Las Vegas shooting a sad reminder of hotel vulnerability

Mandalay Bay
A gunman on a high floor of the Mandalay Bay in Las Vegas rained a rapid-fire barrage on an outdoor concert festival on Sunday night.

On the evening of November 26, 2008, Pakistani terrorists stormed the Taj Mahal Palace in Mumbai armed with AK47s and grenades with the express intent to inflict mass carnage and death on the some 600 guests staying at the iconic property. The attack was part of a coordinated effort by 10 members of Lashkar-e-Taiba, an Islamic terrorist organization, throughout Mumbai, and included another hotel, the Oberoi Trident. 

Thirty-three people were left dead at the hotel when the siege ended, including the wife and two sons of The Taj Palace's general manager; a total of 164 people had been killed throughout Mumbai. 

In 2015, I wrote about two more terrorist attacks upon hotels that left scores dead. One happened at the Radisson Blu Hotel in Bamako, the capital of Mali, killing some 20 people; the other at the Swiss Inn Resort in El Arish, Egypt, where at least seven people lost their lives. 

All these attacks had one common thread: they were carried out at or within hotels, where, unlike airports, there is lax if not any entrance security. Hotels, therefore, are the quintessential soft target.

The horrific attack in Las Vegas, where more than 50 people have been reported dead, regrettably, puts hotel security back in focus. A lone gunman, identified by law enforcement as 64-year-old Stephen Paddock of Mesquite, Nev., unleashed a hail of bullets from a 32nd-floor room at the Mandalay Bay Resort and Casino upon music-goers at an outdoor festival.  

It was the worst mass shooting in modern American history.

It also begs the question: How can a person carry in a small arsenal of weapons right under the nose of a hotel? In this case, it was reported that Paddock, who is believed to have checked into the hotel on Sept. 28, had more than 10 rifles in his hotel room. 

How can something as gruesome as this be prevented? The short answer may be, it can't. Marc Faubert, a hotel GM in Minnesota, once said, “You can’t guard against armed gunmen storming your hotel. I don’t care where you live. You can’t build a fortress.”

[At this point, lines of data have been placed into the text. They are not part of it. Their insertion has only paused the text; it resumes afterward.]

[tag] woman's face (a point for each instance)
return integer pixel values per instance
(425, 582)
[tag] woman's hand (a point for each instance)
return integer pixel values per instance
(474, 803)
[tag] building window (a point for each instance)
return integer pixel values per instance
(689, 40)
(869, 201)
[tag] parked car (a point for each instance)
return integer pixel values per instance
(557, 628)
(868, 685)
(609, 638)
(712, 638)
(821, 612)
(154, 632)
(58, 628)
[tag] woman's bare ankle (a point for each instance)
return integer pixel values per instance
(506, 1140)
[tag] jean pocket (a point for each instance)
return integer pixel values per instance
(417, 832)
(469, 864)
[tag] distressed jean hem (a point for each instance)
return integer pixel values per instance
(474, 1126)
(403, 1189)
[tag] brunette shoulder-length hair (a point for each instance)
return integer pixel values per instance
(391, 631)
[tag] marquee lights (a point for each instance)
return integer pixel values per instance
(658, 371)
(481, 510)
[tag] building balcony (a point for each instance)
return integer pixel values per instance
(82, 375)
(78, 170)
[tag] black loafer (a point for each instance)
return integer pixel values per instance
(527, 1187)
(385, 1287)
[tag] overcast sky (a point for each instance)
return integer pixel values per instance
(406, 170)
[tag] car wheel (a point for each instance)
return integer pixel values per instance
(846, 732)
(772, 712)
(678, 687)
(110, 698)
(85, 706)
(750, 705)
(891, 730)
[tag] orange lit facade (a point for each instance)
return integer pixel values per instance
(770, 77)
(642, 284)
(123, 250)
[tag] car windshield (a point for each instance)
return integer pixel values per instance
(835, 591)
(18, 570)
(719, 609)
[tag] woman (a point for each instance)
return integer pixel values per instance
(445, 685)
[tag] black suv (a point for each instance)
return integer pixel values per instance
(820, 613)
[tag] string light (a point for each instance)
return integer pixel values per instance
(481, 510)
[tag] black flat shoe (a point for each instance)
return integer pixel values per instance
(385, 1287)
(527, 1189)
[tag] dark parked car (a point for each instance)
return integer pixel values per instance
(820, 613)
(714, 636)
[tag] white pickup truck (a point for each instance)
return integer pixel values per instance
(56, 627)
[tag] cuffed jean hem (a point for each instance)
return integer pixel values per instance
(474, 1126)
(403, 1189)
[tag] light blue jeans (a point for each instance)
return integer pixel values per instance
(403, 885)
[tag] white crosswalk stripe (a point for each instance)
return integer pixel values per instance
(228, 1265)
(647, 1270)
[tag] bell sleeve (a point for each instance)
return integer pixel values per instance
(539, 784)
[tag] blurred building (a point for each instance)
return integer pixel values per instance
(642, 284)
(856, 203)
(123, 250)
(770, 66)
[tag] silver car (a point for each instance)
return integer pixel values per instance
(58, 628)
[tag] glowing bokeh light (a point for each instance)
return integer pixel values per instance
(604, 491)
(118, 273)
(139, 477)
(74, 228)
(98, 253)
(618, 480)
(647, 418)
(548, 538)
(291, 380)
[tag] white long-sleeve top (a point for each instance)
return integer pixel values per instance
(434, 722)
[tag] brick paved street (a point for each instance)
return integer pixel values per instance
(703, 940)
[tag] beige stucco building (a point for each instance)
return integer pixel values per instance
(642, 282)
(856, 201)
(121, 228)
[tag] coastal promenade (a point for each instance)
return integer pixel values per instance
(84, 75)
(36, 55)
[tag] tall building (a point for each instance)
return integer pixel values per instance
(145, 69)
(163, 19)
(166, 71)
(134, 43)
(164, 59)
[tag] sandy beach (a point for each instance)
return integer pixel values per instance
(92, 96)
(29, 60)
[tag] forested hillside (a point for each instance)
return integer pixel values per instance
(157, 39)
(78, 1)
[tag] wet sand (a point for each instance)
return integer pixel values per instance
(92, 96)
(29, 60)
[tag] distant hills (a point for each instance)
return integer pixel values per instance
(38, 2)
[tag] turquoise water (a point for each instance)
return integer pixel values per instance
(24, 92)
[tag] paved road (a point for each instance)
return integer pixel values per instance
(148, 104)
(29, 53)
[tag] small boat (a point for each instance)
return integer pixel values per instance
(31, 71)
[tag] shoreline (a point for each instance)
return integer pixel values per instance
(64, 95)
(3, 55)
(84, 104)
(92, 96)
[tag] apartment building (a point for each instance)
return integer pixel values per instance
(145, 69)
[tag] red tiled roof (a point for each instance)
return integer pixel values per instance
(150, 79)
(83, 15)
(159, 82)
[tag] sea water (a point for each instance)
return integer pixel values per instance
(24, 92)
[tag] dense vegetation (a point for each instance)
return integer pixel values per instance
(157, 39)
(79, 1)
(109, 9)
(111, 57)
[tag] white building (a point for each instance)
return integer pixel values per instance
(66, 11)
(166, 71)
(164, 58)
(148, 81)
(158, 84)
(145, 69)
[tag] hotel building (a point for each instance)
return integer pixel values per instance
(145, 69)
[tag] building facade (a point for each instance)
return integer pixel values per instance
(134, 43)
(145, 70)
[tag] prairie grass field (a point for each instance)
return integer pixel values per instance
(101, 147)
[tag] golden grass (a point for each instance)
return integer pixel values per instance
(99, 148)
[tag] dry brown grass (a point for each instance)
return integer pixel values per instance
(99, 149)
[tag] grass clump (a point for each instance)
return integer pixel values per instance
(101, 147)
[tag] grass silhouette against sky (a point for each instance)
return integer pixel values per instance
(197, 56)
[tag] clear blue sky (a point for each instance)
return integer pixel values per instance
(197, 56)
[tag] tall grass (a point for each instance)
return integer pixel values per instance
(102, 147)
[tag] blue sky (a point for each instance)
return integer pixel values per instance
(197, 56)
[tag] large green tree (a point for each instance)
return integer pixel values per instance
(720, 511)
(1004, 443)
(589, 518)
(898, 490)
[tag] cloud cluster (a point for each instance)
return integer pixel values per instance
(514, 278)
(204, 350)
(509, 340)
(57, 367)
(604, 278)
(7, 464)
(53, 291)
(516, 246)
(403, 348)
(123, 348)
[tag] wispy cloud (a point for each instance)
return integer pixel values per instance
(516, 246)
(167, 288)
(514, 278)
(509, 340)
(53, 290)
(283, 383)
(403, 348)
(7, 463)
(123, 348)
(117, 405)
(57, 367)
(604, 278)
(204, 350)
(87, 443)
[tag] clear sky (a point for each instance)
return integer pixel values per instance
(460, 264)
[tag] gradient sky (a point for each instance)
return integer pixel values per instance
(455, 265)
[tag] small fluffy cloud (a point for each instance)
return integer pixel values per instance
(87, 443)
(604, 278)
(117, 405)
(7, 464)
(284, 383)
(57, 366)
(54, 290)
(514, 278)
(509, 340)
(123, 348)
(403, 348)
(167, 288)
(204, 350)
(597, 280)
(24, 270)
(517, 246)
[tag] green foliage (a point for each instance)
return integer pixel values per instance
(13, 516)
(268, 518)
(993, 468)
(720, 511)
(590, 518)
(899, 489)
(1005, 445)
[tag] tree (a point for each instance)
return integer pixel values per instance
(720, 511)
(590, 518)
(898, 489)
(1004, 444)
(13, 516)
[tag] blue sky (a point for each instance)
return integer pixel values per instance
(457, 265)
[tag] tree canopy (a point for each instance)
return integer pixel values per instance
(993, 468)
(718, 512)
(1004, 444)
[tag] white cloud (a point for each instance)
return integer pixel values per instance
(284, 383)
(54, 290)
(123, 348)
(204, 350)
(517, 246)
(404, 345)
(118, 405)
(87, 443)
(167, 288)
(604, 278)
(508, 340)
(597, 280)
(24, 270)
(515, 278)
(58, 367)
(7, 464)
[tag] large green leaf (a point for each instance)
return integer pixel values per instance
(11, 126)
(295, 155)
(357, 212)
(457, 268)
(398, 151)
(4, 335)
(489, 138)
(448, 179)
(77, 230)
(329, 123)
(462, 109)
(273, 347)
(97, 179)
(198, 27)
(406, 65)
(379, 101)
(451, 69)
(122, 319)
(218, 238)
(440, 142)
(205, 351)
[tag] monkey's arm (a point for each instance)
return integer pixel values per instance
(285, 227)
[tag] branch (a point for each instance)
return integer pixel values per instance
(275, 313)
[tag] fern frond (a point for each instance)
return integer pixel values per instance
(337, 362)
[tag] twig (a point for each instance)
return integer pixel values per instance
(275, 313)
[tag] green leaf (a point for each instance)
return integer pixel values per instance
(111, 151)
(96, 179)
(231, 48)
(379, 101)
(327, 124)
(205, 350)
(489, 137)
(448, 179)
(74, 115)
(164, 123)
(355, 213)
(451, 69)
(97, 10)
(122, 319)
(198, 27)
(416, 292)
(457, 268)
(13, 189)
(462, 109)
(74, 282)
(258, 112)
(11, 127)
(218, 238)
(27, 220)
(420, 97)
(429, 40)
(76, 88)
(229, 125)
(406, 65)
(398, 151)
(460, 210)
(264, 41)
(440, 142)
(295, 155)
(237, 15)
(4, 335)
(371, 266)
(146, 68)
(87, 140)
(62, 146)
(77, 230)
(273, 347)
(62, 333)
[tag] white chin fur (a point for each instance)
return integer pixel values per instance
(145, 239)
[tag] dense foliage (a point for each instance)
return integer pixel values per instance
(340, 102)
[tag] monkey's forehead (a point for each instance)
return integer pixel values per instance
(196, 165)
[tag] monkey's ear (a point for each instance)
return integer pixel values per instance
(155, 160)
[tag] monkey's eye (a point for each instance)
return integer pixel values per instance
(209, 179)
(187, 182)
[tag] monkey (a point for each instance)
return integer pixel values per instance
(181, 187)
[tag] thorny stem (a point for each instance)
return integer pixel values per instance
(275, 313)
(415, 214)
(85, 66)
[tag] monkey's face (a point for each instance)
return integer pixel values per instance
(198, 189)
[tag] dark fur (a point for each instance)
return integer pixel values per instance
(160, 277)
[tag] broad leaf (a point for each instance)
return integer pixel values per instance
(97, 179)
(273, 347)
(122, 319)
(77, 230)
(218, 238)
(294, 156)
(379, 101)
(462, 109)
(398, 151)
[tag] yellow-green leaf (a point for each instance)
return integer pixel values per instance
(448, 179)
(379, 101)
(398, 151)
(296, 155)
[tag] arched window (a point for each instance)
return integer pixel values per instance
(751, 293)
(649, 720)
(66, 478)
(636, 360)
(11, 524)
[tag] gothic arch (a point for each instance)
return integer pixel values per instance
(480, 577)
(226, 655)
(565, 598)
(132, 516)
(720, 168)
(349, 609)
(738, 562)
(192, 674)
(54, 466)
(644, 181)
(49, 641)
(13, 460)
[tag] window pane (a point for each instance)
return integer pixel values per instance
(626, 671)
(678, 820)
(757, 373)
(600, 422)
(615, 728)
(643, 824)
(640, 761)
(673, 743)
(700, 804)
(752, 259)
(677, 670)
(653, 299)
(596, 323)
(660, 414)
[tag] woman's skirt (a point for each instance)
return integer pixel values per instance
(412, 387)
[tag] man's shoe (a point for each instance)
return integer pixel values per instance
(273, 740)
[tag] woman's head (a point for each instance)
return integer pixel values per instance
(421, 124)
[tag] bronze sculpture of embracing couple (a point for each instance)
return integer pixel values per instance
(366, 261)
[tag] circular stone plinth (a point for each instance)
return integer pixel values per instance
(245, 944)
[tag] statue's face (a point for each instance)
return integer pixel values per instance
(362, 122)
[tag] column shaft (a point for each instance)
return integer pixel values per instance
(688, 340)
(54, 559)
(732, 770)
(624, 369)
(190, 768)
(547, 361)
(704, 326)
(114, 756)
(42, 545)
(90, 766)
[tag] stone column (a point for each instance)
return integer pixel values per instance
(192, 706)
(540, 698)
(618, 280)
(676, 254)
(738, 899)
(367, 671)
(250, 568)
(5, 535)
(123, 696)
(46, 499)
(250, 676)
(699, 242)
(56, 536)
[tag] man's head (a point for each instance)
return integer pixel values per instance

He may be right. Airports, for instance, provide security for airplanes. It's one point of entry. Hotels don't have that luxury. Imagine a mandate that made guest screening law at every operating hotel in the U.S. X-ray machines scanning every piece of luggage and person. It's not feasible. 

“We have no screenings to enter lobbies or guestroom floors, or any other area for that matter,” said Bjorn Hanson, a clinical professor with the New York University Preston Robert Tisch Center for Hospitality and Tourism. “It would be such a transformational change to apply security in that way to hotels. Security is very good, but the question is does the industry or the public want intrusive security in hotels?” 

It's true. Security within hotels is, for the most part, excellent, able to quell problems as they arise. But there are guest arguments and then there are mass shootings. Not nearly the same scope or magnitude. 

All too often we as a society are reactive, rather than proactive, and it shows in moments of crisis. The destruction caused by the recent hurricanes highlighted holes in the nation's engineering and infrastructure, which had they been dealt with prior, may have reduced the damage. There are countless other examples of this. 

What, then, should be a hotel's reaction to this type of event? Rather, what can they do now to prevent disaster in the future? Hotels are in the business of experience. Intrusive security measures, such as x-ray machines, would only prove to make for a bad experience. Smaller measures, such as sensors that can tell when a window is broken to notify more than just maintenance, are a good start. (It appears the Vegas gunman knocked out a window to carry out the shooting.) 

Video surveillance, meanwhile, helps, but is only permitted in public spaces, not rooms. Training staff to watch out for any "posed threats" can also be fruitful, but has to be done thoughtfully and balanced to remove any biases. 

I once asked Bill Marriott why hotels didn’t charge for cancellations in the same manner that airlines do. His response: “Because we are in hospitality.” I have no doubt he'd have the same response here, even knowing the potential price.